Após algum tempo em que suportara o mau gênio do esposo Rafael, nasceu Gilberto
e, dois anos após, Lisandra. Hermelinda, bondosa irmã de Rafael, fora morar com a família
deste e passara a auxiliar Artêmis nos serviços domésticos. Nascida Lisandra, porém, à
medida que esta crescia, acentuavam-se nela o que a medicina classifica como “disritmias
cerebrais, com incidência primária de epilepsia”. Explica Philomeno de Miranda que “[...]
Lisandra era dominada, em tais ocasiões, pela presença de clichês mentais gravados no
inconsciente atual e ali arquivados pelos atos incorretos que os insculpiram na existência
anterior, que ora deveria rever para superá-los, mediante resgate sacrificial” (MIRANDA,
2015, p. 35).
Um dia, porém, Rafael passou a sentir uma série de sintomas orgânicos, como
“perda de sensibilidade tátil”, “câimbras nas mãos e nos pés”, além de “despigmentações
cutâneas”. Ao consultar o dermatologista, este diagnosticou hanseníase e internou o
comerciante em colônia destinada a tratamento dos portadores do mal de hansen. A partir
desse dia, Rafael seria afastado da família e da sociedade, como era costume na época.
Nos primeiros anos de sua internação, Rafael demonstrava-se revoltado e agressivo
com todas as pessoas do local. Entretanto, nunca lhe faltou a dedicação do enfermeiro
espírita chamado Cândido, o qual sempre procurava acalmá-lo e tratar seu corpo enfermo,
que se deformaria ao longo dos anos.
Com o passar do tempo, a angústia da família Ferguson, já ciente da doença de
Rafael, aumentou. Além da ausência do pai, a filha Lisandra tornava-se cada vez mais
alienada mentalmente. Acrescida às suas crises epilépticas, que oscilava entre o pequeno
e o grande mal, havia a influência do sentimento de culpa, pelos crimes de existência

Argumentação e Linguagem 2 Capítulo 11 74


pregressa. Nessas crises, ela “[...] defrontava os cúmplices e as vítimas do passado que a
haviam reencontrado, nela produzindo os justos horrores que a vingança infeliz propicia”
(MIRANDA, 2015, p. 78).
Oito anos após o isolamento hospitalar de Rafael, que sempre se mostrara revoltado
com a própria enfermidade, embora a família, que ele se recusava a ver, mantivesse
correspondência afetuosa com ele, Lisandra também contraiu o mal de hansen. Por
esse tempo, o enfermeiro Cândido, discretamente, manifestara sua convicção espírita ao
agressivo enfermo e, respeitosamente, buscava conscientizá-lo sobre a influência da Lei de
Causa e Efeito como justificativa das nossas expiações e provas.

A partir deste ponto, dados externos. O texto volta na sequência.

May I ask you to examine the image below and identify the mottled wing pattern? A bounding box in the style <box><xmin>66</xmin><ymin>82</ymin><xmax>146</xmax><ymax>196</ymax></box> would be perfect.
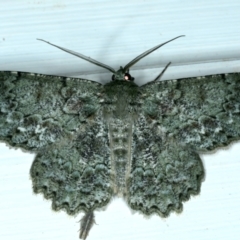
<box><xmin>0</xmin><ymin>72</ymin><xmax>112</xmax><ymax>214</ymax></box>
<box><xmin>128</xmin><ymin>73</ymin><xmax>240</xmax><ymax>216</ymax></box>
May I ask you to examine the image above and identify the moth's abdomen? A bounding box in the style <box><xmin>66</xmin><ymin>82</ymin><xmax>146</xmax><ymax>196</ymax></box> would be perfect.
<box><xmin>109</xmin><ymin>119</ymin><xmax>132</xmax><ymax>195</ymax></box>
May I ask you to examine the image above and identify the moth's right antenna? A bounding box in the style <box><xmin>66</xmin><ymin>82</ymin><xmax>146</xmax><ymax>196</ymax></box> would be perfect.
<box><xmin>37</xmin><ymin>38</ymin><xmax>116</xmax><ymax>73</ymax></box>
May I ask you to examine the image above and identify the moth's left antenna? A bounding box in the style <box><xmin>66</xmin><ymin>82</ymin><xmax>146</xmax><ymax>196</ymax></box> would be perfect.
<box><xmin>37</xmin><ymin>38</ymin><xmax>116</xmax><ymax>73</ymax></box>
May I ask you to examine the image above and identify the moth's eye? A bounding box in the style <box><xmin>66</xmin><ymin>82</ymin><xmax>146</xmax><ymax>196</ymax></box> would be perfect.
<box><xmin>124</xmin><ymin>73</ymin><xmax>132</xmax><ymax>81</ymax></box>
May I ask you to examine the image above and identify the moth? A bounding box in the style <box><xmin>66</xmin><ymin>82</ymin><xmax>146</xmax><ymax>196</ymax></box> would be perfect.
<box><xmin>0</xmin><ymin>36</ymin><xmax>240</xmax><ymax>239</ymax></box>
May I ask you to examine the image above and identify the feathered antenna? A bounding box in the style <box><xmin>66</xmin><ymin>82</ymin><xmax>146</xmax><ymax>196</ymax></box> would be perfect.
<box><xmin>37</xmin><ymin>35</ymin><xmax>184</xmax><ymax>73</ymax></box>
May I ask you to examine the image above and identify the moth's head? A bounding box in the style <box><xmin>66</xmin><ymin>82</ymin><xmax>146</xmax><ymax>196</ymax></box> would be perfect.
<box><xmin>112</xmin><ymin>67</ymin><xmax>134</xmax><ymax>82</ymax></box>
<box><xmin>38</xmin><ymin>35</ymin><xmax>183</xmax><ymax>81</ymax></box>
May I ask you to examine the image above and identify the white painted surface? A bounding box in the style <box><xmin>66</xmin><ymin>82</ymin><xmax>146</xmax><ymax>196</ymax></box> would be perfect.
<box><xmin>0</xmin><ymin>0</ymin><xmax>240</xmax><ymax>240</ymax></box>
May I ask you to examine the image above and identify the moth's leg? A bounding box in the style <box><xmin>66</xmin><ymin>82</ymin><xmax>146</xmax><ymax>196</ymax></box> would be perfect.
<box><xmin>151</xmin><ymin>62</ymin><xmax>171</xmax><ymax>82</ymax></box>
<box><xmin>79</xmin><ymin>211</ymin><xmax>96</xmax><ymax>240</ymax></box>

Em encontro espiritual, ocorrido após o adormecimento de seus corpos, o Espírito
Adelaide reuniu o casal Ferguson, Lisandra, Hermelinda e o enfermeiro Cândido. Como ocorre
em diversos casos semelhantes, o objetivo era recordarem-se de seus comprometimentos
em vida passada, para que melhor resgatassem suas dívidas espirituais. Nesse momento,
Lisandra assumiu a personalidade de Annette, ao ouvir chamamento do atual obsessor,
dela, Ermínio Lopez. Em seguida, Rafael adotou a personalidade de inimigo de Annette
(Lisandra) e Ermínio. Esse primeiro encontro foi encerrado pelo Espírito Adelaide, que, em
seguida, propôs a todos que voltassem a dormir.

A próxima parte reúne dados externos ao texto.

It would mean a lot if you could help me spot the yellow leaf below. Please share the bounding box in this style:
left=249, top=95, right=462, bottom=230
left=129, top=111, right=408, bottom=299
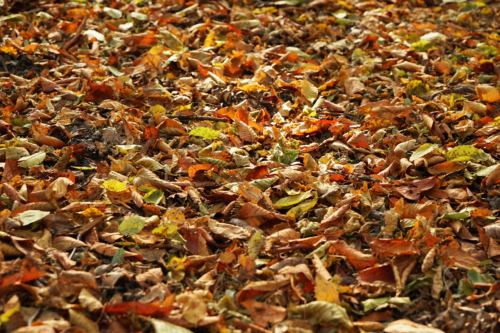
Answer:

Esse acontecimento espiritual foi narrado por Rafael, no dia seguinte, a Cândido,
que se propôs visitar a família do hanseniano, com recomendação escrita do seu paciente
já agora profundamente modificado pelos estudos espíritas. Acompanhado de Clarice,
sua esposa, na tarde de um belo domingo, o enfermeiro esteve com os Fergusons, que
começaram a receber do casal as notícias consoladoras da Doutrina Espírita. Todos
tornaram-se espíritas, à exceção de Lisandra, que, embora muitas vezes recebesse passes
de Cândido, demonstrava antipatia por este, influenciada por seu obsessor.

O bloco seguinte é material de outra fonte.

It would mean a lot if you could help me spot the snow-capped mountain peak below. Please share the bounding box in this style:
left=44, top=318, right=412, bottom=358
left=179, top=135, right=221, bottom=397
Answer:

Os Fergusons, exceção de Lisandra, também passaram a frequentar o Centro
Espírita Francisco de Assis e conheceram a médium Epifânia, que a todos contagiou com
sua elevação moral. Três anos após ter contraído hanseníase, Lisandra foi considerada
clinicamente curada. Ainda assim, sentia-se cada vez mais louca e revoltada com a vida,
por influência do Espírito Ermínio que a subjugava, juntamente com outros obsessores.
A obsessa recebeu orientação da médium Epifânia para frequentar o centro espírita
que acolheu sua família, mas tornou-se refratária a qualquer diálogo e inimiga do enfermeiro
espírita benfeitor de seu lar. Até que, numa de suas visitas à casa dos Fergusons, Cândido
precisou levar Lisandra apressadamente ao hospital, onde ela passou alguns dias internada.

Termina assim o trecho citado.